Last week I linked to Michael Ledeen's latest article on Iran. Ledeen has long argued that we should work to encourage peaceful democratic revolution in Iran, as we did in eastern Europe in the 1980s. Now, from another zone on the political spectrum, come similar arguments from Timothy Garton Ash, the Oxford don whose splendid reportage of the peaceful revolutions in eastern Europe is still very much worth reading. Writing in the left-wing Guardian, Garton Ash includes some obligatory putdowns of George W. Bush. But he leaves no doubt about who the really bad guys are. "If you see it at first hand, you will have no doubt that this is a very nasty and dangerous regime."

Here's Garton Ash's bottom line.

This is where we need to hear the other half of the message from my friend in Isfahan: Stick together, and be consistent. If Europe and America split over Iran, as we did over Iraq, we have not a snowball's chance in hell of achieving our common goals. To be effective, Europe and America need the opposite of their traditional division of labor. Europe must be prepared to wave a big stick (the threat of economic sanctions, for it is Europe, not the United States, that has the trade with Iran) and America a big carrot (the offer of a full "normalization" of relations in return for Iranian restraint). But the old trans-Atlantic West is not enough. Today's nuclear diplomacy around Iran shows us that we already live in a multipolar world. Without the cooperation of Russia and China, little can be achieved.

And we have to be consistent. Consistent in our policy to Iran, embedded in a kind of Helsinki process for the whole region.

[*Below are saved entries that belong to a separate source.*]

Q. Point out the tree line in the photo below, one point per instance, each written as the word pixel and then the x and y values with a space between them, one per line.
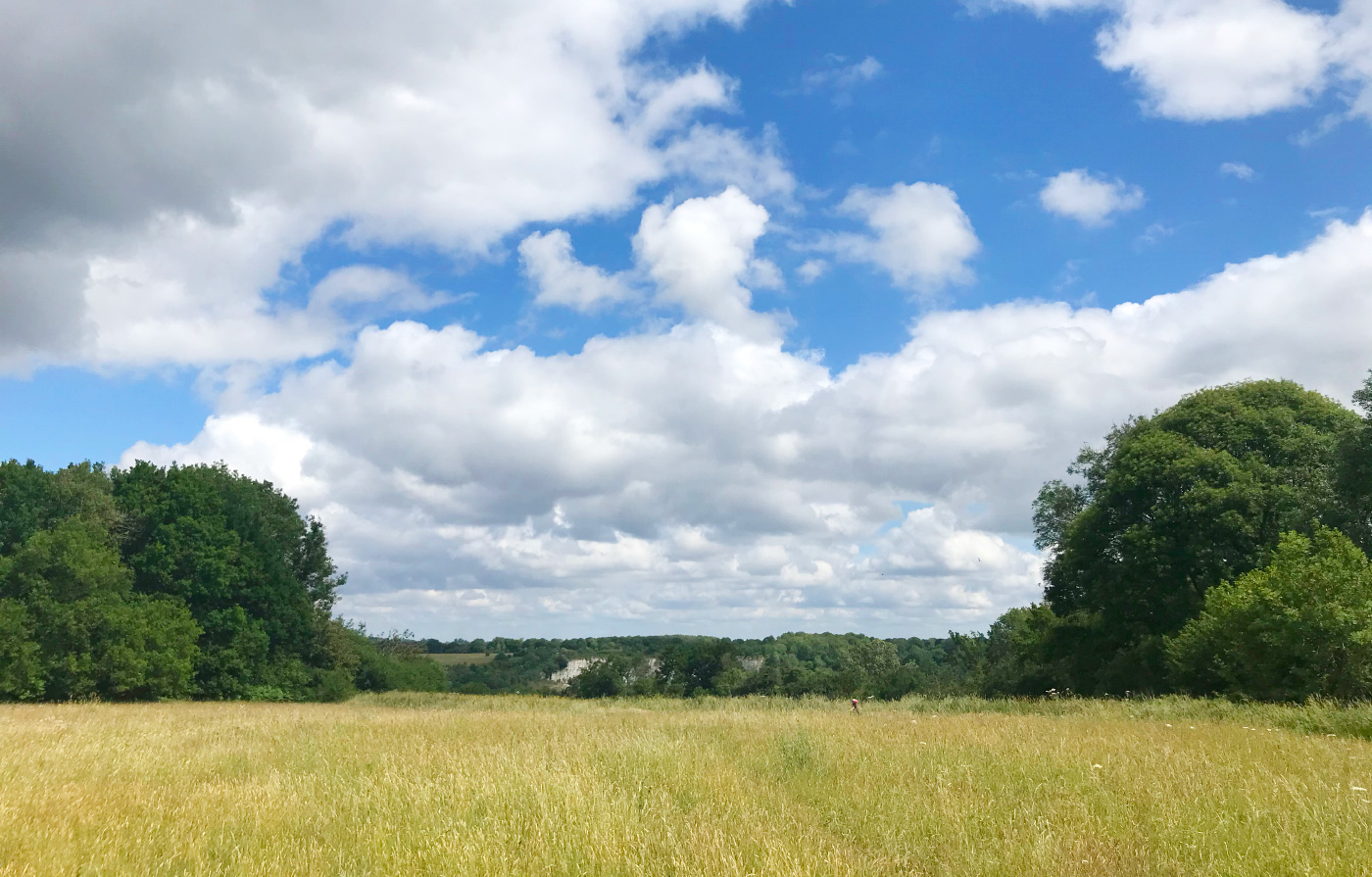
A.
pixel 174 582
pixel 1218 547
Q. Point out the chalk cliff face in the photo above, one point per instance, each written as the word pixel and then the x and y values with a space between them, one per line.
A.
pixel 573 668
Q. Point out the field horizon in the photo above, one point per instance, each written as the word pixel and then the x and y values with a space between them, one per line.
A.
pixel 449 784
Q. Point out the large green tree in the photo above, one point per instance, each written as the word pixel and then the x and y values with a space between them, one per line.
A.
pixel 1297 627
pixel 254 574
pixel 1177 503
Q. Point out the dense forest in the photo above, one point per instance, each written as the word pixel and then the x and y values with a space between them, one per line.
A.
pixel 174 582
pixel 1218 547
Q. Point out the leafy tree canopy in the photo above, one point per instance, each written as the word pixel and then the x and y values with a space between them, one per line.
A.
pixel 1297 627
pixel 1177 503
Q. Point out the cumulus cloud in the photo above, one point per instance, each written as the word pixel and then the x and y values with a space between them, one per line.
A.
pixel 700 253
pixel 1088 198
pixel 1216 59
pixel 839 77
pixel 706 478
pixel 158 178
pixel 1224 59
pixel 918 233
pixel 562 280
pixel 1237 169
pixel 812 270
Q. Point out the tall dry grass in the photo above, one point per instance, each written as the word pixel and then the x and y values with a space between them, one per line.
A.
pixel 510 785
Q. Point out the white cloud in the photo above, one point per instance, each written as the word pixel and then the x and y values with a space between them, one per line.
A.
pixel 562 280
pixel 1088 198
pixel 700 253
pixel 839 77
pixel 158 177
pixel 1237 169
pixel 707 479
pixel 720 157
pixel 812 270
pixel 919 235
pixel 1216 59
pixel 1224 59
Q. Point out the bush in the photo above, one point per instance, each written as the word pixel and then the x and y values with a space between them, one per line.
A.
pixel 1296 629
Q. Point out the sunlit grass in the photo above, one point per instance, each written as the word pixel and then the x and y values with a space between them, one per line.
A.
pixel 524 785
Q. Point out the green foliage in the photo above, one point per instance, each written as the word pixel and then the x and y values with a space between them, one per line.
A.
pixel 150 582
pixel 75 629
pixel 1177 503
pixel 1296 629
pixel 690 667
pixel 604 678
pixel 1355 473
pixel 254 574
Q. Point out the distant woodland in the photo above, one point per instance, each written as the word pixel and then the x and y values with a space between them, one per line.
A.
pixel 1218 547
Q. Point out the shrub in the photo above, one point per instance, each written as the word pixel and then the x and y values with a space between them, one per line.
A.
pixel 1296 629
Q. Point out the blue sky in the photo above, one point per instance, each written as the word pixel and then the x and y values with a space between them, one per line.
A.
pixel 846 279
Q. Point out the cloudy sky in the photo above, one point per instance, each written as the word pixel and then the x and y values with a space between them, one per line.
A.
pixel 641 316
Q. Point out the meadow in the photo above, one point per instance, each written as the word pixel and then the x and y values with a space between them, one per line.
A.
pixel 445 784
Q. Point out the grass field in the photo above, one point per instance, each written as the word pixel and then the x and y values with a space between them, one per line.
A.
pixel 524 785
pixel 463 658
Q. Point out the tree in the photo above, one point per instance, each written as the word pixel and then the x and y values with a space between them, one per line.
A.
pixel 690 667
pixel 1355 473
pixel 254 574
pixel 1177 503
pixel 74 629
pixel 868 664
pixel 1297 627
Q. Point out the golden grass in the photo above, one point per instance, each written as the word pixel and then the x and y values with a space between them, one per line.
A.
pixel 525 785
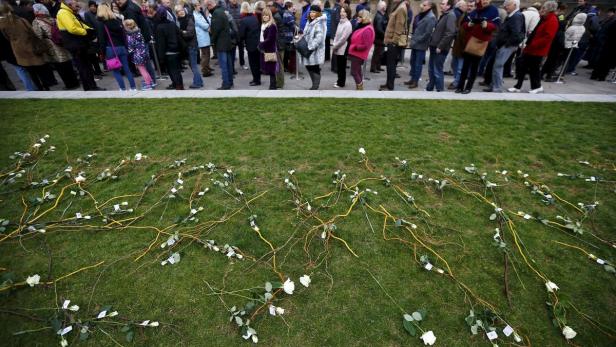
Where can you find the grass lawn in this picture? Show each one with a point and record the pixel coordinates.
(367, 272)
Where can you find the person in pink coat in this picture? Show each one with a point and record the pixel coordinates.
(361, 42)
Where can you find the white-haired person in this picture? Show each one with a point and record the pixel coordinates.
(537, 47)
(314, 34)
(380, 24)
(507, 41)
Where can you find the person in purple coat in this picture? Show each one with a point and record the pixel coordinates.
(267, 44)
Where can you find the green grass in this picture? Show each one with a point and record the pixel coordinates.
(261, 140)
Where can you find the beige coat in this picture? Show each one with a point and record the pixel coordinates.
(397, 25)
(42, 29)
(19, 33)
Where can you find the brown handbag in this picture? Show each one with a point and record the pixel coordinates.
(270, 57)
(476, 47)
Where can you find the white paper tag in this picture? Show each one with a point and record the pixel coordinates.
(492, 335)
(65, 330)
(508, 331)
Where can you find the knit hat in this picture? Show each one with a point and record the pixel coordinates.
(40, 9)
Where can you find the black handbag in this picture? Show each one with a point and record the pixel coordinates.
(302, 47)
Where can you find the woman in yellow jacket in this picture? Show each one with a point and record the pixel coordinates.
(76, 38)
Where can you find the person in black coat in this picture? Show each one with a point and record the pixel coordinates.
(221, 38)
(168, 47)
(250, 31)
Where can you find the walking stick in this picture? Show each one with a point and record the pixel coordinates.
(562, 70)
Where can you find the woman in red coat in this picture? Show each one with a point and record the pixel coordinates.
(267, 46)
(537, 47)
(361, 42)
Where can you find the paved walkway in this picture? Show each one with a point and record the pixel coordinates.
(576, 88)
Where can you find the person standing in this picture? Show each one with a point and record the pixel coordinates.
(537, 47)
(440, 42)
(268, 47)
(359, 48)
(480, 25)
(314, 33)
(424, 24)
(380, 24)
(509, 37)
(250, 32)
(202, 28)
(76, 39)
(221, 39)
(339, 47)
(59, 57)
(396, 39)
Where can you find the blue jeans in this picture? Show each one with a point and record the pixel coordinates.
(456, 68)
(192, 58)
(123, 55)
(24, 76)
(226, 67)
(417, 59)
(435, 70)
(501, 57)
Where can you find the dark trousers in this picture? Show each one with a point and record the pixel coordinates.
(531, 65)
(254, 60)
(175, 70)
(375, 64)
(341, 69)
(5, 81)
(469, 71)
(84, 66)
(393, 53)
(67, 74)
(327, 48)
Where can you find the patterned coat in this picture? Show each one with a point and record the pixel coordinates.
(314, 32)
(137, 48)
(42, 29)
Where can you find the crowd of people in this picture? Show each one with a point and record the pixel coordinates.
(126, 39)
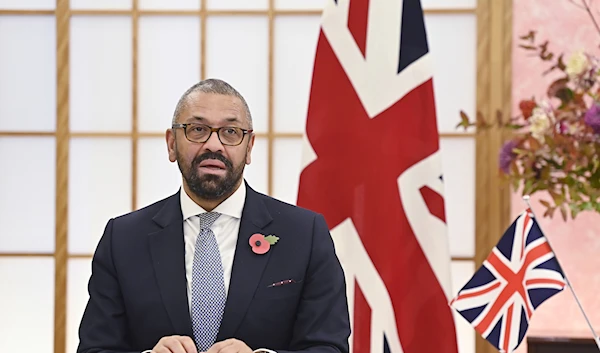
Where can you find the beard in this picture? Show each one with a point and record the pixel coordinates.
(210, 186)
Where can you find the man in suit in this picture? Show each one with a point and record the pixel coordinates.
(217, 267)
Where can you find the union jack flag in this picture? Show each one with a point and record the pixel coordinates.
(520, 273)
(372, 166)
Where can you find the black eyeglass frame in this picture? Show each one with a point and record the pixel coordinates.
(213, 129)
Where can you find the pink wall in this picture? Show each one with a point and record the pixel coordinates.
(576, 243)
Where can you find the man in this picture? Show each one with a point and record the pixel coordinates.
(217, 267)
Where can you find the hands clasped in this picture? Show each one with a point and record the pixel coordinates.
(184, 344)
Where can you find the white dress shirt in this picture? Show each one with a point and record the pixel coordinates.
(226, 229)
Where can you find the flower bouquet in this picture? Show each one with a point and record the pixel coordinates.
(553, 145)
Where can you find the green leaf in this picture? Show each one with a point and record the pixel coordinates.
(271, 239)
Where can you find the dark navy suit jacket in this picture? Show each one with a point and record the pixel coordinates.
(138, 286)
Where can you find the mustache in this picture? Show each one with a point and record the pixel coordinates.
(212, 155)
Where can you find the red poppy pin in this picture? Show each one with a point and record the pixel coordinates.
(261, 244)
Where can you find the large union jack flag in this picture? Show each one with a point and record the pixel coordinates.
(372, 167)
(520, 273)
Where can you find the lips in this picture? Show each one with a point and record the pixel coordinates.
(212, 163)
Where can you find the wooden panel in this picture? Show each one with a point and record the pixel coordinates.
(62, 174)
(493, 93)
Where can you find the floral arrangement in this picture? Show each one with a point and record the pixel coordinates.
(554, 143)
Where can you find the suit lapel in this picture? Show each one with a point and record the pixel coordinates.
(247, 266)
(168, 259)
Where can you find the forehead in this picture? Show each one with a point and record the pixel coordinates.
(213, 108)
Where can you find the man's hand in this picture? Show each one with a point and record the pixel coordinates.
(175, 344)
(230, 346)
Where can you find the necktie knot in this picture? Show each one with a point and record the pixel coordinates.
(207, 219)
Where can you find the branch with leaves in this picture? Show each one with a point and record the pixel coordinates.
(555, 141)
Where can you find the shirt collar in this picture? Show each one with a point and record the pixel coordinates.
(232, 206)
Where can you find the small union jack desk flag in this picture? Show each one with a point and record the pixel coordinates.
(520, 273)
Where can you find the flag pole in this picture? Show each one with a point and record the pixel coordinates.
(596, 338)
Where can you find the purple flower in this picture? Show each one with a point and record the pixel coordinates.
(507, 155)
(592, 118)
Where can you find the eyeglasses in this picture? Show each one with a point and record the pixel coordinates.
(200, 133)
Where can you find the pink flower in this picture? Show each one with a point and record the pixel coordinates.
(592, 118)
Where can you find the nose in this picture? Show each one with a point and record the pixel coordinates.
(213, 143)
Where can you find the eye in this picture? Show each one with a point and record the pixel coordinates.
(198, 128)
(230, 130)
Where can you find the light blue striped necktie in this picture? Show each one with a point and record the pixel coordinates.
(208, 285)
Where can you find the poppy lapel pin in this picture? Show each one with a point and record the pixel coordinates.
(260, 244)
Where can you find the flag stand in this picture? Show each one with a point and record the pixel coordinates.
(596, 338)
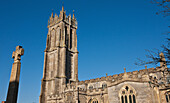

Consistent in advocating an international set of rules governing the use of nuclear power, not just for Iran but for others as well. Consistent, too, in recognizing that our policy must be addressed as much to the people as the regime. For every step we take to slow down the nuclearization of Iran, we need another to speed up the democratization of Iran. At every stage, we need to explain to the Iranian people, through satellite television, radio, and the Internet, what we are doing and why. Isfahan is not just the increasingly notorious location of a nuclear processing plant; it's also a beautiful city where many critical citizens live. Mahmoud Ahmadinejad is a reckless leader, but there are many other Mahmouds in Iran. We must listen to them. In the end, it's they, not we, who will change their country for the better.

I'm not sure I agree with 100 percent of this. But I think it's advice worth taking seriously.